The first day started with introduction of the participants, followed by sharing of how we perceive are current medical, social, economic, and political causes of the people’s ill health. The video “Story of Rosario” and a documentary film, “Philippine agenda – health” were the springboard for the exchange of ideas which were then synthesized by VPHCS physician Dr. Erlinda Posadas with an overview of the Philippine health care system, stressing on the need for primary health care to address the basic health needs of the people.
This was followed by the talk of Dr. Lilia Hernandez. She is a pioneer of CBHP in the 1970s before she went to the U.S. during the Martial Law period, where she has lived for several years until the present time but coming back to the Philippines often for the past 10 years to volunteer in VPHCS activities. Dr. Hernandez shared about the principles and concepts of CBHP, stressing that CBHPs train CHWs to motivate and support the people to remain healthy, how to care for people in simple illnesses, and recognize signs and symptoms when professional help is needed. CBHPs raise awareness, changing views and building skills.
On the second day, Dr. Koenig talked about child nutrition and malnutrition, and the causes of malnutrition in children in different levels and examples: the child himself (low birth weight, frequent infections), family (low socio-economic status), community level (inavailability of food, insufficient land), society level (unemployment), country level (natural disasters, depressed economy, corrupt government, poverty).
Dr.
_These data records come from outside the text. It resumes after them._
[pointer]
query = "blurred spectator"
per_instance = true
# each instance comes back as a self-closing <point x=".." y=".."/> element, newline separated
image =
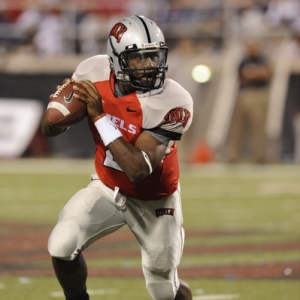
<point x="248" y="20"/>
<point x="281" y="13"/>
<point x="28" y="23"/>
<point x="48" y="39"/>
<point x="291" y="123"/>
<point x="89" y="33"/>
<point x="249" y="117"/>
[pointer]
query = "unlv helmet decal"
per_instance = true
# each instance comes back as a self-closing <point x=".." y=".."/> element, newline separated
<point x="178" y="115"/>
<point x="117" y="31"/>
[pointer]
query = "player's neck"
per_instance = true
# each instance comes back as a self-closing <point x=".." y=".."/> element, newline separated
<point x="124" y="88"/>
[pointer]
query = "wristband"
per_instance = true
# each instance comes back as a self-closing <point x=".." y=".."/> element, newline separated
<point x="107" y="130"/>
<point x="99" y="117"/>
<point x="147" y="160"/>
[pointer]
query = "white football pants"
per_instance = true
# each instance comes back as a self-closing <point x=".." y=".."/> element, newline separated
<point x="97" y="211"/>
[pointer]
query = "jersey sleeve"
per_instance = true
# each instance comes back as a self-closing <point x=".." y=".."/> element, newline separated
<point x="95" y="68"/>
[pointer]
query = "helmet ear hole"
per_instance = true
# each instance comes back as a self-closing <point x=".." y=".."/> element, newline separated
<point x="111" y="63"/>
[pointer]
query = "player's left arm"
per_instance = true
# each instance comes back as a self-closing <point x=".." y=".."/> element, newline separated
<point x="137" y="161"/>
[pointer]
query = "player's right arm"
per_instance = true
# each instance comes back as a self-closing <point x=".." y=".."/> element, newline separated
<point x="46" y="128"/>
<point x="49" y="130"/>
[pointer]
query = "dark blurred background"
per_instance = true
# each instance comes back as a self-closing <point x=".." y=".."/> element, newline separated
<point x="233" y="87"/>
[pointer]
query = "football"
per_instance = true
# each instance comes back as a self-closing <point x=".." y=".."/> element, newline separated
<point x="64" y="110"/>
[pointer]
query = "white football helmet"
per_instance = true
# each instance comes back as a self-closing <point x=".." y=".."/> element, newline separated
<point x="138" y="38"/>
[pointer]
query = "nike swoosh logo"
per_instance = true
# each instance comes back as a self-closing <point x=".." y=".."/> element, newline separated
<point x="130" y="110"/>
<point x="69" y="99"/>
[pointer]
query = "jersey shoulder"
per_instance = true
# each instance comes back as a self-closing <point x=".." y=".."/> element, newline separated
<point x="95" y="68"/>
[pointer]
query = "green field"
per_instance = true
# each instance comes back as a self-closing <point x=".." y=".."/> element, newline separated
<point x="224" y="206"/>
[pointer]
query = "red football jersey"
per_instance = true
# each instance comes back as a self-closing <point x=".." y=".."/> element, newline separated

Koenig also stressed the need to teach mothers and fathers about nutrition and prevention of malnutrition. Then, he explained about primary health care which is embodied in the 1978 Declaration in Alma Ata although PHC was already practiced in 1960s as evidenced by the book “Where there is no doctor” by David Werner. Then, he shared about his Nepal experience from 1998 to 2001.
Dr. Koenig was followed by Dietmar Schug who started by giving a very good history about CGD which started in 1981 by Fr. Bernhard Ehlen in Somalia refugee camps with the principle that health is a human right and the vision that the poorest of the poor should attain health and maintain healthy lives. In the Philippines, CGD started in 1983 in Tondo Smoky Mountain where Dietmar Schug first started to work after arriving here. Other areas followed including Bagong Silang and Payatas dumpsite, Mindanao in 1985 and Oriental Mindoro. Dietmar Schug extensively discussed about the work of the CGD in Xavier University Community Health Care Center (CHCC), Bukidnon, Valencia, BUDA, partnership with XU College of Medicine in a primary health care project. He also discussed about the different activities over the years, stressing about the need for community participation to link rolling clinic health services and CHW health services.
Cebu project coordinator Rina Jacalan followed his talk, elaborating about the history of CGD in Cebu and the first three major dumpsites Inayawan, Bankal and Umapad as the first rolling clinics, then extending to Sawsawan, Cordova, Talisay and other areas until reaching the present 16 areas. She enumerated the different programs and services in the rolling clinics, including consultations, diagnostics, medicine dispensing, nutrition program, tuberculosis, health teachings, referrals to hospitals and dental missions.
On the third day, Dr. Posadas shared about the VPHCS experience of implementing PHC in urban and rural poor communities, stressing the eight elements of primary health care. This was then followed by a workshop on how VPHCS can work together with CGD and how primary health care can be incorporated in the rolling clinics including the 13 communities not covered by the project.
The training ended with a written self-evaluation where the participants said that they had new ideas on how to improve their services in the rolling clinics, like training volunteers, teaching patients about their health and letting them involve in the development of their own communities. There were hopes to have more seminars and for CGD to work hand in hand with VPHCS for the betterment of the rolling clinic communities.